Legally, nothing has changed this morning as the U.K. will remain a member of the EU for at least two years as is required under Article 50 of the Lisbon Treaty. The effects, though, were already being felt this morning, with Prime Minister David Cameron — who had opposed the EU divorce — saying he would step down in a matter of months and markets taking a significant hit.
In the wake of the “Brexit” much remains uncertain, but there is at least some hint as to how the move will affect the commitments in the Paris Agreement.
The nations of the EU submitted a joint Intended Nationally Determined Contribution (INDC) in which the member states committed to reducing greenhouse gases 40 percent below 1990 levels by 2030. In choosing to leave the EU, the U.K. is also leaving the INDC. “The UK will have to ratify the Paris Agreement on its own and will indeed need to send in an NDC,” Wendel Trio, director of the Climate Action Network Europe, told GHG Daily.
The U.K. is the No. 2 emitter in the European Union, contributing 1.55 percent of the world’s greenhouse gas emissions. Only Germany, at 2.56 percent, out-emits the U.K. in the EU.

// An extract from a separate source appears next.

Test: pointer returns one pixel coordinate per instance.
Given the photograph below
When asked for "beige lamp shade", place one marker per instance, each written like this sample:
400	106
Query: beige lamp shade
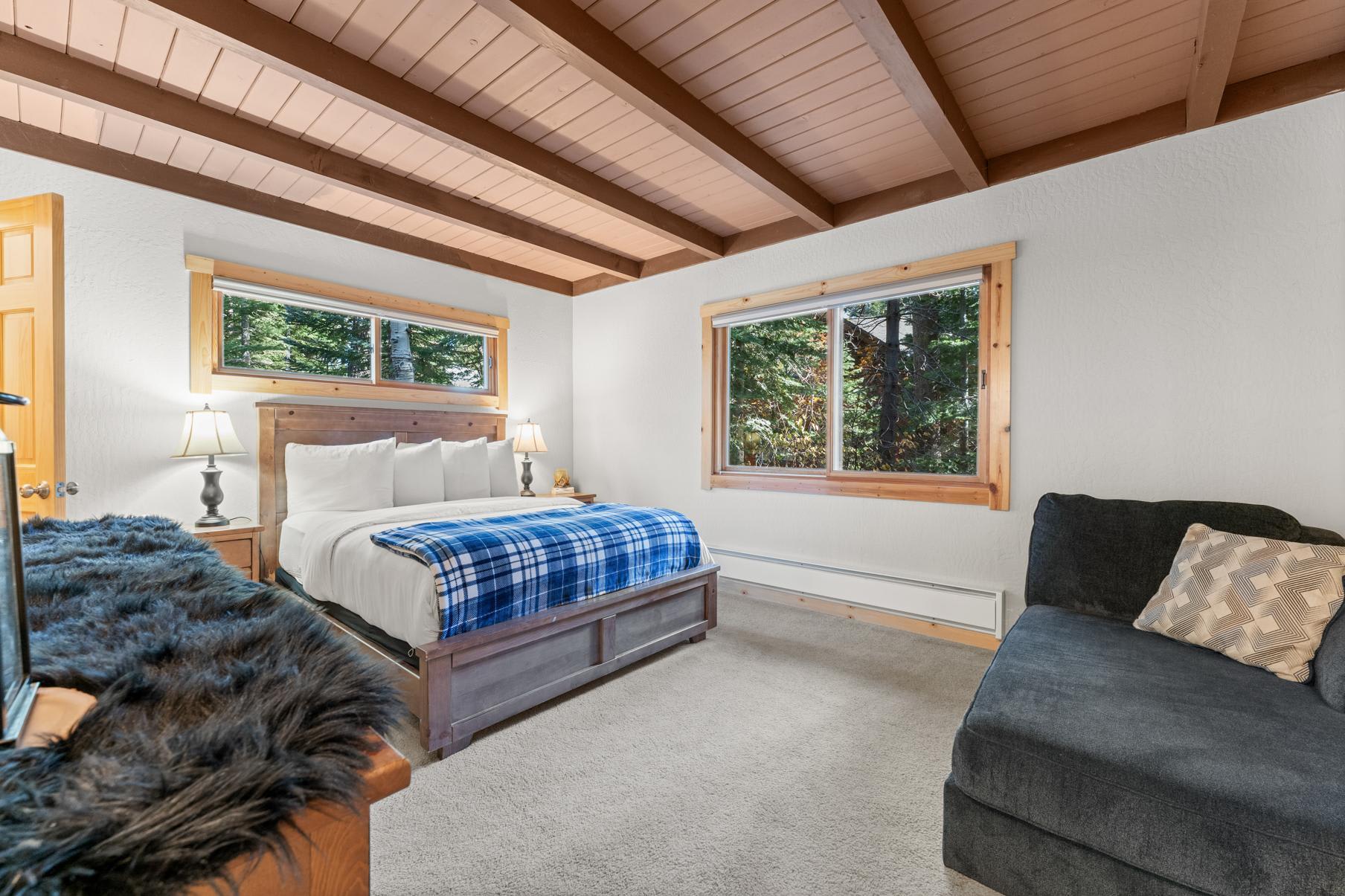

Trio said he suspects the U.K.’s NDC would take a form similar to those of non-EU member states Norway and Iceland. “I would assume that the basic intention would be to continue the alignment of the [U.K.] to the overall EU 40 [percent],” he said by email before the final referendum results were known.
Iceland’s INDC says the nation “aims to be part of a collective delivery by European countries to reach a target of 40 [percent] reduction of greenhouse gas emissions by 2030 compared to 1990 levels. A precise commitment for Iceland within such collective delivery has yet to be determined, and is dependent on an agreement with the European Union and its Member States and possibly other countries.”
Norway’s INDC similarly states that the nation “intends to fulfil this commitment through a collective delivery with the EU and its Member States.”
Assuming the U.K. decides to remain a member of the EU Emissions Trading System, which does not require membership in the EU, the new national NDC might rely somewhat on that system, according to Trio. “Very likely the UK NDC would need to be based on the UK climate act, and would set a combined target for emissions under the ETS and outside the ETS, and thus would be substantially different than the targets of the EU Member States, as their targets will only cover the non-ETS emissions,” he said.
The U.K. Climate Change Act sets a goal of reducing emissions by at least 80 percent in 2050 from 1990 levels and requires the government to set “carbon budgets,” caps on the amount of greenhouse gases that can be emitted over a five-year period.